Над станционными зданиями, видневшимися за белыми рельсами, всходила луна – большая и круглая. Она незаметно вынырнула, как из-под земли, и теперь, будто тыква осенью, лежала на крыше. Где-то, совсем еще далеко, испуганной ночной птицей кричал паровоз.
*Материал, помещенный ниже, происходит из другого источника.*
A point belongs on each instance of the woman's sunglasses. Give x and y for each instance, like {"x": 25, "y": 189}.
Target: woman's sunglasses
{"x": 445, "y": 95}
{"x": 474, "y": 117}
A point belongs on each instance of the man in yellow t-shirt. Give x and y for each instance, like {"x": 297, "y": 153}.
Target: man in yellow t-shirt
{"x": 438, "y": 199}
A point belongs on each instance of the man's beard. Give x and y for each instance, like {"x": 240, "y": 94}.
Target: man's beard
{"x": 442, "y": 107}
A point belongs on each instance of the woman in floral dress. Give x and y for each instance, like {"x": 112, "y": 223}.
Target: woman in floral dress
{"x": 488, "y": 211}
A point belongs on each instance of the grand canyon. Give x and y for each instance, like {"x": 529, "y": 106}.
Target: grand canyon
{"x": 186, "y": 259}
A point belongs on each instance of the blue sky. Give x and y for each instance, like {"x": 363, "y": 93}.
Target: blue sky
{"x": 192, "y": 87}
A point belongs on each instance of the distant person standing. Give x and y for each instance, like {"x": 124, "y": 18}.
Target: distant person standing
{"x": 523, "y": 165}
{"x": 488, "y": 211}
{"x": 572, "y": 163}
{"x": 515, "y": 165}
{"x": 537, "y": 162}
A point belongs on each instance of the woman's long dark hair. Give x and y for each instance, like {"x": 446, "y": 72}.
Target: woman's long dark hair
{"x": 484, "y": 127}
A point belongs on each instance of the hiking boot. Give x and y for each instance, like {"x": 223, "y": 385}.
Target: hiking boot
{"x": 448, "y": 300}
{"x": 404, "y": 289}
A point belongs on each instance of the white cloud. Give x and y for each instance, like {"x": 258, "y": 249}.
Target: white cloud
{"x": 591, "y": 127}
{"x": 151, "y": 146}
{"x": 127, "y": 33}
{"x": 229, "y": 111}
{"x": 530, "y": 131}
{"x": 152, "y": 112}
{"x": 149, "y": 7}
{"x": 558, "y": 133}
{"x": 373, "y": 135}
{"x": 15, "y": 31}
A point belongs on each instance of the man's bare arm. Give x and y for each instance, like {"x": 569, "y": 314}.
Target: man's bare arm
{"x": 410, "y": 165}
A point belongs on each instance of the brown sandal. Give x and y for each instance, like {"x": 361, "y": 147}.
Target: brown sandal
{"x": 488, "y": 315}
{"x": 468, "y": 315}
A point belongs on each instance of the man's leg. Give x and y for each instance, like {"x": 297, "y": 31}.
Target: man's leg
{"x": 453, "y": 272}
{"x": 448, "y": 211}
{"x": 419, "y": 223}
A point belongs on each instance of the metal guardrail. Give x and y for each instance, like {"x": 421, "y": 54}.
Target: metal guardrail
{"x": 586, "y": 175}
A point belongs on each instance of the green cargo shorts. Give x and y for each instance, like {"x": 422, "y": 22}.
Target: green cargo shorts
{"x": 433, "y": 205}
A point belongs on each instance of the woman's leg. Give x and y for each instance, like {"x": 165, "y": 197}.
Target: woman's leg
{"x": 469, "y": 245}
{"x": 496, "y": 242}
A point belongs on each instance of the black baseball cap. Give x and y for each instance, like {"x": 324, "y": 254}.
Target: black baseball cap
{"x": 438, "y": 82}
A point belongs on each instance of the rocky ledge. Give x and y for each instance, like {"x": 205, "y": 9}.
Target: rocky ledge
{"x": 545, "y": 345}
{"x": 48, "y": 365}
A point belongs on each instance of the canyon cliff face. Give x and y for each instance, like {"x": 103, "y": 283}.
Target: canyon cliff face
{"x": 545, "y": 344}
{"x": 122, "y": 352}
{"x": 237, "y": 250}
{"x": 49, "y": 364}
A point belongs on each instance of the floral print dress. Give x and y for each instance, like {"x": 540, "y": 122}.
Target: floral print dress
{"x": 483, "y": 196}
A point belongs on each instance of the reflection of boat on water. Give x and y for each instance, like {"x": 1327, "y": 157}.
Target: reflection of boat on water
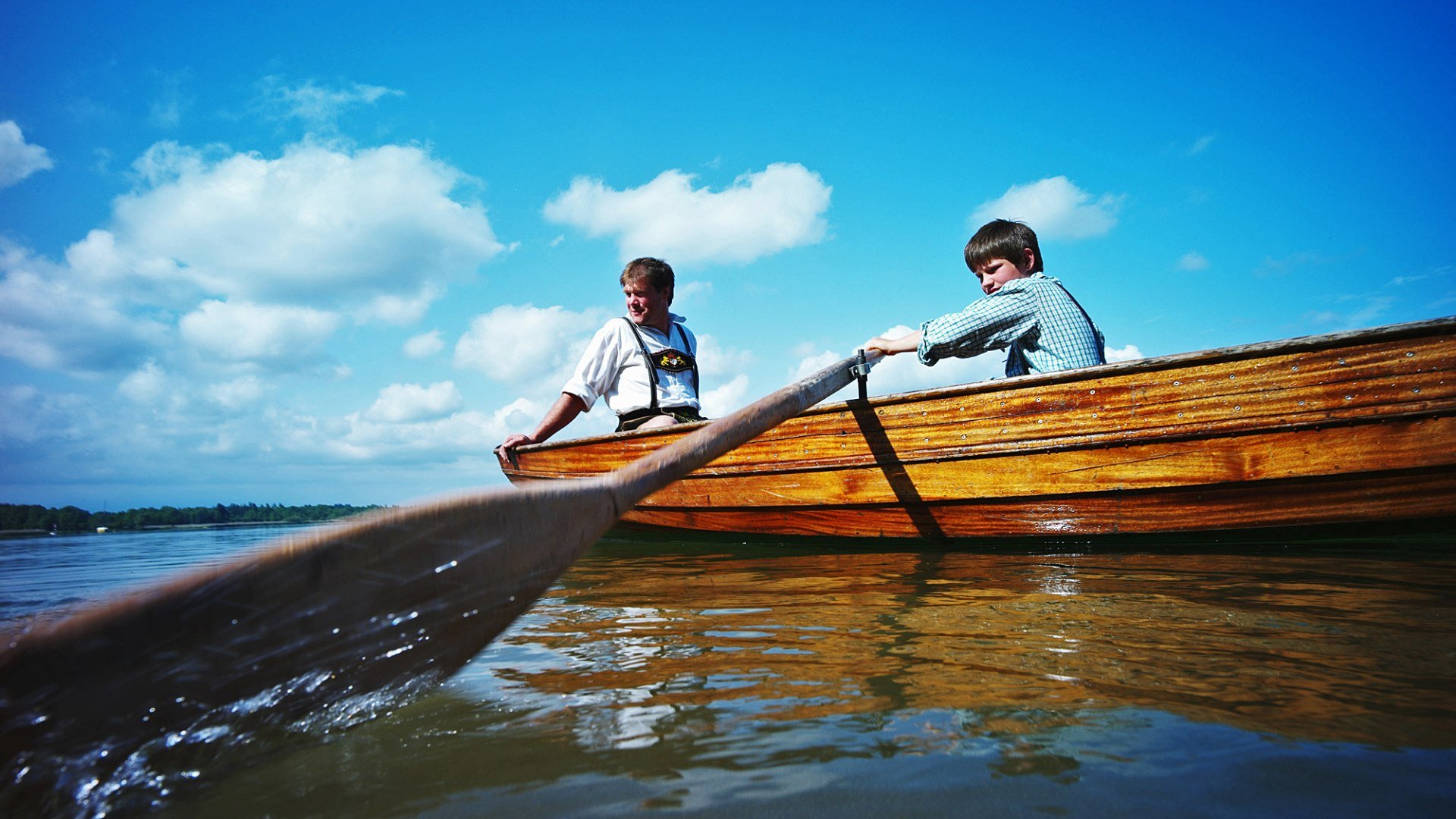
{"x": 1343, "y": 649}
{"x": 1356, "y": 428}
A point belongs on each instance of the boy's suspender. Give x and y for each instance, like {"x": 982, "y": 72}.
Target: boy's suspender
{"x": 1097, "y": 334}
{"x": 651, "y": 368}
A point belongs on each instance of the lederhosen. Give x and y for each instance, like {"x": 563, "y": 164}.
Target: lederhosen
{"x": 670, "y": 360}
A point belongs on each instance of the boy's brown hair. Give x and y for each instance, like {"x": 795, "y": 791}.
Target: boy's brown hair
{"x": 1002, "y": 240}
{"x": 657, "y": 273}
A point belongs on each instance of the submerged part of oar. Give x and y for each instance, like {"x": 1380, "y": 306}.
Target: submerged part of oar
{"x": 366, "y": 605}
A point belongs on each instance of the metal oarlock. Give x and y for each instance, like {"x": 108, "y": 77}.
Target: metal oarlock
{"x": 861, "y": 371}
Галя стояла против Максима и ждала ответа. Среднего роста, стройная и красивая в тонком сиреневом свитере, который легко облегал ее точеную грудь, она не сводила с него своих больших черных глаз. Лицо у нее было бледное, а между бровями собрались страдальческие морщинки. Максим смотрел на нее и чувствовал, как постепенно что- то очень тоскливое сжимает его сердце.

– Ты по-прежнему такая же красивая, – вздохнул он и полез в карман за папиросами.

– Я давно тебя не видела, – сказала она.

В этот миг сначала щелкнул, затем захрипел на весь перрон динамик, висевший неподалеку на деревянном столбе:

– Граждане пассажиры, будьте внимательны и осторожны, на второй путь прибывает поезд номер восемьдесят шестой, следующий по маршруту…

Максим подал руку:

– Вот… видишь. – Помолчал немного, сдерживая дыхание. – А нужно столько тебе сказать!..

– А я тебя все хотела поблагодарить, что научил меня целоваться, – вдруг сказала она и засмеялась, откинув голову назад, но смех ее был деланный.

Максим тоже засмеялся – слова ее были для него неожиданными и даже странными.

– Не такая уж сложная наука, – подлаживаясь к ее искусственной веселости, ответил он, – Мог бы научить кто-нибудь другой. Так что и благодарить не за что…

Она смутилась. Максим это почувствовал и поправился.

– Нас же всегда звали женихом и невестой, – добавил он.

– А ты еще не забыл?

– Нет.

– Правда?

Галя держала руку Максима в своей – мягкой и теплой.

– Ты прости меня, это я так, пошутила.

– И я тоже…

С шумом, тяжело дыша, подошел поезд. Вагоны один за другим медленно проплыли за паровозом и, звякнув буферами, остановились. Максим поискал глазами номер вагона, который был напротив.

– Седьмой, – подсказала Галя.

– О, мне нужно в десятый, – Максим оглянулся и спросил: – Куда же делся твой муж?

– Действительно, где он? – удивилась Галя.

– Ну что ж, ждать не будем. Рад был встретить тебя. Прощай.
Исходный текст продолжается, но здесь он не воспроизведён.